We are considering the two-region multi-datacenter FDB cluster configuration, described in the architecture document, https://apple.github.io/foundationdb/configuration.html#configuring-regions.
Assume that we have three DCs, A, B, C, in two Regions West Coast and East Coast. West Coast Region contains A and B and East Cost contains C. We need to have the Client application to be deployed in both West Coast Region and East Coast Region. Supposed West Coast Region is the active region. The Client hosted in the West Coast region will have reads to be handled by the proxy servers and storage servers in the West Coast Region. My concern is on the Clients that get hosted at the East Coast Region. According to the architecture document, “Reads can be served from either region, and clients can get data from whichever region is closer. Getting a read version from the each coast region will still require communicating with a west coast datacenter. Clients can cache read versions if they can tolerate reading stale data to avoid waiting on read versions.”.
Each Read transaction requires the Read Version. The Client hosted at the East Coast Region will experience the high latency due to cross-region network latency, unless a transaction has many reads bundled, and the latency cost of getting read version can be amortized. We would have to live with this constraint.
In order to have the Client Application deployed in the two regions to provide similar latency-related QOS, it is OK in our application that we can read the relatively stale data, say 1 second behind what gets updated. Following the statement of “Clients can cache read versions if they can tolerate reading stale data”, we would need the following logic in the Client’s program: if the current active region is a remote region, then re-use the read version from the most recent transaction (but no more than 5 seconds ago).
My questions are the following:
(1) what is the FDB client-side API support that allows us to check whether the Client’s active region is a remote region, so that we can turn on the read version caching logic in the Client program?
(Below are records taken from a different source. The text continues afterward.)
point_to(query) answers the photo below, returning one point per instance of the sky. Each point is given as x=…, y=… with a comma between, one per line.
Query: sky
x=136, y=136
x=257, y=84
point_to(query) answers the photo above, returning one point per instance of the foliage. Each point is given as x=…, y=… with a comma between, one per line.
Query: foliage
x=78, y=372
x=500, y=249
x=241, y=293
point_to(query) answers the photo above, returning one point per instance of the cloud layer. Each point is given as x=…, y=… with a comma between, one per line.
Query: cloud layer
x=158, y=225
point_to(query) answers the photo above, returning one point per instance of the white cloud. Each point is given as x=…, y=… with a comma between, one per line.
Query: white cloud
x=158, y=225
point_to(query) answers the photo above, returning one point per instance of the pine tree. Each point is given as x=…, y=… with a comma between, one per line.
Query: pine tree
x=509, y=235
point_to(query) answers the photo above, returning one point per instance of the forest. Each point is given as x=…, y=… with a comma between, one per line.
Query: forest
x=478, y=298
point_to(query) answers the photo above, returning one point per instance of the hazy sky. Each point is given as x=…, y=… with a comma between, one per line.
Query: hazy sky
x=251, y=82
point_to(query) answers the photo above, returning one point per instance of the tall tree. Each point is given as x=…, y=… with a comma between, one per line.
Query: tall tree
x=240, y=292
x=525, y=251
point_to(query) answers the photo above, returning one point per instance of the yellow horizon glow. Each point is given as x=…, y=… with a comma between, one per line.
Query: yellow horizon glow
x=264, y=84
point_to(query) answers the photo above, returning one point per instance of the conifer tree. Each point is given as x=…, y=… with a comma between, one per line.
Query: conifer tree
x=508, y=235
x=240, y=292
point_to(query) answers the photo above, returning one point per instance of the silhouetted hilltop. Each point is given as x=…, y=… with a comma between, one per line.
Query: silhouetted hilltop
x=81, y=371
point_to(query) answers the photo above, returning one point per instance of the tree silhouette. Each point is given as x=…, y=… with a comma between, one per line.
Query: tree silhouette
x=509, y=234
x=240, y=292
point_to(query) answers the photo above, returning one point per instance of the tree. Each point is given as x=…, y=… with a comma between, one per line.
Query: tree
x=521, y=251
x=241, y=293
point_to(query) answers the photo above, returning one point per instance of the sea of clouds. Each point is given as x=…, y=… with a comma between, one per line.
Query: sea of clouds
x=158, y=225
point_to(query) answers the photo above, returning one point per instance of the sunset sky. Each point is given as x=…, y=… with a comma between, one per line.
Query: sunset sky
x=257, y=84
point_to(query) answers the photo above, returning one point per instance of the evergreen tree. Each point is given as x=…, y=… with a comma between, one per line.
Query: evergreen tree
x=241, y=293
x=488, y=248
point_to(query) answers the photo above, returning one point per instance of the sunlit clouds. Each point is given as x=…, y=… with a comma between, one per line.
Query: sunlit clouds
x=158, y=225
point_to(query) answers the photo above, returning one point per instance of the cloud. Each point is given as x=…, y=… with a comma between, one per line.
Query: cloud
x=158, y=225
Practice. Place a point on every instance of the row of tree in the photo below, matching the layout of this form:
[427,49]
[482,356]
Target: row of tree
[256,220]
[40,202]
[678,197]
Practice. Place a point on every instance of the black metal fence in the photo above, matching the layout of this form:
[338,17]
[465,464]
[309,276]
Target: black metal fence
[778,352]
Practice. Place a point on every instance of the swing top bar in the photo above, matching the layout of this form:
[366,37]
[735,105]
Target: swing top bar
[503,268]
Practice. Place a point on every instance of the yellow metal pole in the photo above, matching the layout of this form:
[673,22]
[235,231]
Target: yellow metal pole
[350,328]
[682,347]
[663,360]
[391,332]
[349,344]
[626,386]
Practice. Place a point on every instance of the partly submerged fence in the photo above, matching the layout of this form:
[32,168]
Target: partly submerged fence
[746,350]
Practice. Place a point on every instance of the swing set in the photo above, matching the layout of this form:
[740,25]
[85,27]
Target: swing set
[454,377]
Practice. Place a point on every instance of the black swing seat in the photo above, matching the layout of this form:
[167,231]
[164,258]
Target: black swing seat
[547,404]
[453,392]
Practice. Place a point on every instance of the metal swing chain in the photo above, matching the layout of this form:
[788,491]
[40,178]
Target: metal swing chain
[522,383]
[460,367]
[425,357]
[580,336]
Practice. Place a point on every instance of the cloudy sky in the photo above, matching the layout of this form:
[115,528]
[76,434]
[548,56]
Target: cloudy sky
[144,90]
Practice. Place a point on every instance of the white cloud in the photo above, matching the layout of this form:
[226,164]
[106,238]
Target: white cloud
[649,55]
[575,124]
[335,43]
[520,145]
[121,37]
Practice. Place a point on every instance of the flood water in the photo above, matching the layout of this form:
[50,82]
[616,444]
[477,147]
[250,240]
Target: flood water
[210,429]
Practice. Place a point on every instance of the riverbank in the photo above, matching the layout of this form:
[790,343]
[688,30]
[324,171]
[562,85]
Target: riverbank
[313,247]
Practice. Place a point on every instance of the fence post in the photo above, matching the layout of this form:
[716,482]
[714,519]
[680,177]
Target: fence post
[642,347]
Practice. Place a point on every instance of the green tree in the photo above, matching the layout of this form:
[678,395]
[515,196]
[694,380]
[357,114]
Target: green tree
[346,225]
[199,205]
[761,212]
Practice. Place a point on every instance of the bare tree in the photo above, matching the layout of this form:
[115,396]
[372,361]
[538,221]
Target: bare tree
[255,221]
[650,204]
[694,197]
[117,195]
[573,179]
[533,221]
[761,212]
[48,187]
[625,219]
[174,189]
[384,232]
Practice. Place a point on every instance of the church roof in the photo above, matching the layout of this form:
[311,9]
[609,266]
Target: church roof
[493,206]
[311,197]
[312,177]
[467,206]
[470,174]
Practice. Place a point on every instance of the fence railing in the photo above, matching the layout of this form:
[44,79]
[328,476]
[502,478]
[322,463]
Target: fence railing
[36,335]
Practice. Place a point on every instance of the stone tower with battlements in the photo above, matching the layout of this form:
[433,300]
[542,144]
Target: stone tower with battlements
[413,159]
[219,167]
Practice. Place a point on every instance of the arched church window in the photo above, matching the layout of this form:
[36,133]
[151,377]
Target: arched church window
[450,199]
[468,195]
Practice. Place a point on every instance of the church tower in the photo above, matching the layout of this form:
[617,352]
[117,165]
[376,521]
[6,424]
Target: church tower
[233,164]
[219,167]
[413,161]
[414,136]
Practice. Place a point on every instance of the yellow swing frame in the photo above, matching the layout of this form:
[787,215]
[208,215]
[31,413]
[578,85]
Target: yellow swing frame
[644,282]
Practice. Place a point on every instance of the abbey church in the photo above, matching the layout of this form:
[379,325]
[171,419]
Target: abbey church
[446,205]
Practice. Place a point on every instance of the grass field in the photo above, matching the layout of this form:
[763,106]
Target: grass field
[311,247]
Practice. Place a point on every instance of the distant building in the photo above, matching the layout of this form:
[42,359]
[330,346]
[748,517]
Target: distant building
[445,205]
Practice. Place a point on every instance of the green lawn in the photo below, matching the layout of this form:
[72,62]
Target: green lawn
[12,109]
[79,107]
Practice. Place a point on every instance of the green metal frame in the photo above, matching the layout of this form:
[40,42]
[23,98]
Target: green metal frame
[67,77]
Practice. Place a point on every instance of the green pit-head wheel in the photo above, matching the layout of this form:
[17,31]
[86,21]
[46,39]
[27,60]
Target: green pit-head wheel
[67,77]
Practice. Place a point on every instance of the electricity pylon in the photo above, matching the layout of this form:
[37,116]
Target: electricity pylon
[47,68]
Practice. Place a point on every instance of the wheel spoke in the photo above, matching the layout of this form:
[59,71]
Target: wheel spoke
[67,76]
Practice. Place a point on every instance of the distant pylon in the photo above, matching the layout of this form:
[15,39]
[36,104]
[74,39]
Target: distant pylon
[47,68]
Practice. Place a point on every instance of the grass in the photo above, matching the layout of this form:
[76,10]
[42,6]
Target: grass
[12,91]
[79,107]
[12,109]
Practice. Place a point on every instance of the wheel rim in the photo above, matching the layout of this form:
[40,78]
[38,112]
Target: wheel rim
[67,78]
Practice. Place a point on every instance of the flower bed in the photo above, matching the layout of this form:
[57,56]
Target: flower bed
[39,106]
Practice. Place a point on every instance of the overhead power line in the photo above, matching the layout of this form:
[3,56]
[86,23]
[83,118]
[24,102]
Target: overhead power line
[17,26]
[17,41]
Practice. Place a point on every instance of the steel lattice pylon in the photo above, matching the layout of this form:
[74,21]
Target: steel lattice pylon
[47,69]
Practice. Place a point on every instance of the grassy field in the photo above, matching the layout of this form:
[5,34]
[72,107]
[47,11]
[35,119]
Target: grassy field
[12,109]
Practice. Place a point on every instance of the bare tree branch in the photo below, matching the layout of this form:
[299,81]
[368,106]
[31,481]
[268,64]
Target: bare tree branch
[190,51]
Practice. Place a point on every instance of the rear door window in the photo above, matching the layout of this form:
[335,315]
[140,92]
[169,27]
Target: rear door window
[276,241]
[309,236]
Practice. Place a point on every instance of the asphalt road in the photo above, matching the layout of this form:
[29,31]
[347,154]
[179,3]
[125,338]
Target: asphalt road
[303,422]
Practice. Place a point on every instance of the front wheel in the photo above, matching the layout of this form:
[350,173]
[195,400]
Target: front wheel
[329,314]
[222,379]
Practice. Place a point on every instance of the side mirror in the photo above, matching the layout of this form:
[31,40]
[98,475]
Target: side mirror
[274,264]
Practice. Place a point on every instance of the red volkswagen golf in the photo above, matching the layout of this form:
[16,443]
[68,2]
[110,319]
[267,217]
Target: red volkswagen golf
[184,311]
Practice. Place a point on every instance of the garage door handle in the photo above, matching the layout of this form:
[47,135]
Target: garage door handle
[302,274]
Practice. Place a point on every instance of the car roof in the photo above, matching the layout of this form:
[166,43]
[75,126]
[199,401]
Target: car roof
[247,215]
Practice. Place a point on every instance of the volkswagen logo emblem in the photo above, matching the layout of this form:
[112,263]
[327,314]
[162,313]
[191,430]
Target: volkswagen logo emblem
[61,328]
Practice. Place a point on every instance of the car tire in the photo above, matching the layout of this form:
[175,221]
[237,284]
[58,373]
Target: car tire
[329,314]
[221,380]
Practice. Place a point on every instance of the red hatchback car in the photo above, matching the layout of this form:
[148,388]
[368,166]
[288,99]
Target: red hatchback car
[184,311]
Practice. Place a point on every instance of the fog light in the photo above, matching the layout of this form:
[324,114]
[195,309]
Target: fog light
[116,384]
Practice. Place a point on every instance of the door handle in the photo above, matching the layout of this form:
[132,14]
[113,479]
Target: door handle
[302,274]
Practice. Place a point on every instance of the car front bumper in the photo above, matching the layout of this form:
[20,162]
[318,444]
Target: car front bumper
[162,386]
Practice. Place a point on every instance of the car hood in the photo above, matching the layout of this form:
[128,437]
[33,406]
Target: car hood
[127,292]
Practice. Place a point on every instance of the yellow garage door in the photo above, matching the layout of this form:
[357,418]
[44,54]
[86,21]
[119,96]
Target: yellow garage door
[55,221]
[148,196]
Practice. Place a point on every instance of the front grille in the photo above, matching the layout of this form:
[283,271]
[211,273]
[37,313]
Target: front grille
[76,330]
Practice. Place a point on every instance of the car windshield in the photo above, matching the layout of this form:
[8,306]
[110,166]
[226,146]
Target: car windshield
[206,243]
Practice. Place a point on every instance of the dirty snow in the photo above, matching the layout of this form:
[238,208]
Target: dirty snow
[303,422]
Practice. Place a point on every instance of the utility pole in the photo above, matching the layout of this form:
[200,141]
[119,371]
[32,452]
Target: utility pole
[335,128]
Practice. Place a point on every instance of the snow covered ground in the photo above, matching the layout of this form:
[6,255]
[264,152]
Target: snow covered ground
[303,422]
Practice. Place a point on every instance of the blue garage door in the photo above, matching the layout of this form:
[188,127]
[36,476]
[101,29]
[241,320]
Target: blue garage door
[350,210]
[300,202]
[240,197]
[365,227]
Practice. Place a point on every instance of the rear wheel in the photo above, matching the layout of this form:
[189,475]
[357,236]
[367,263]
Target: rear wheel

(2) Due to the 5-second transaction time limit, the Client program can not re-use the read version forever. Every time the program gets to the active region (west coast region), we will see the 95%-percentile or 99%-percentile latency increased. So to maintain the QOS, we would need to have a background thread to keep making the GetReadVersion call to the active region, so that the Client can maintain a recent Read Version number. Is this a good way to reduce the 95% or 99%-tile latency?